I can’t clearly understand how packed sequence works. If we look at the example from the docs:

a = torch.tensor([1, 2, 3])
b = torch.tensor([1, 2])
c = torch.tensor([1])

torch.nn.utils.rnn.pack_sequence([a, b, c])

it will give us something like that:

PackedSequence(data=tensor([ 1, 1, 1, 2, 2, 3]), batch_sizes=tensor([ 3, 2, 1]))

But when I change only one tensor, it gives completely different results:

a = torch.zeros(5)
b = torch.tensor([1, 2])
c = torch.tensor([1])

torch.nn.utils.rnn.pack_sequence([a, b, c])

PackedSequence(data=tensor([ 0., 1., 1., 0., 2., 0., 0., 0.]), batch_sizes=tensor([ 3, 2, 1, 1, 1]))

What’s going on? Why we obtain batch_sizes with 5 elements when we gave only 3 tensors?

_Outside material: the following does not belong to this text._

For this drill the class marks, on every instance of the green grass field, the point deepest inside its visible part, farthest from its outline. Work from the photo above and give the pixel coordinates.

The batch_size tensor is telling you that:

  • Your longest sequence is length 5 (because the tensor has five entries)
  • Three of those entries contain data at the 0th position.
  • Two of those entries contain data at the 1st position
  • One of those entries contains data at the 2nd position
  • One of those entries contains data at the 3rd position
  • One of those entries contains data at the 4th position

Those are all true statements:

  • Your longest tensor is a, consisting of five 0’s. (And note the presence and location of the five 0s in the data tensor.)
  • Your tensor c has only 1 element
  • Your tensor b has only 2 elements

Most importantly/intuitively: Batch_sizes are not lengths.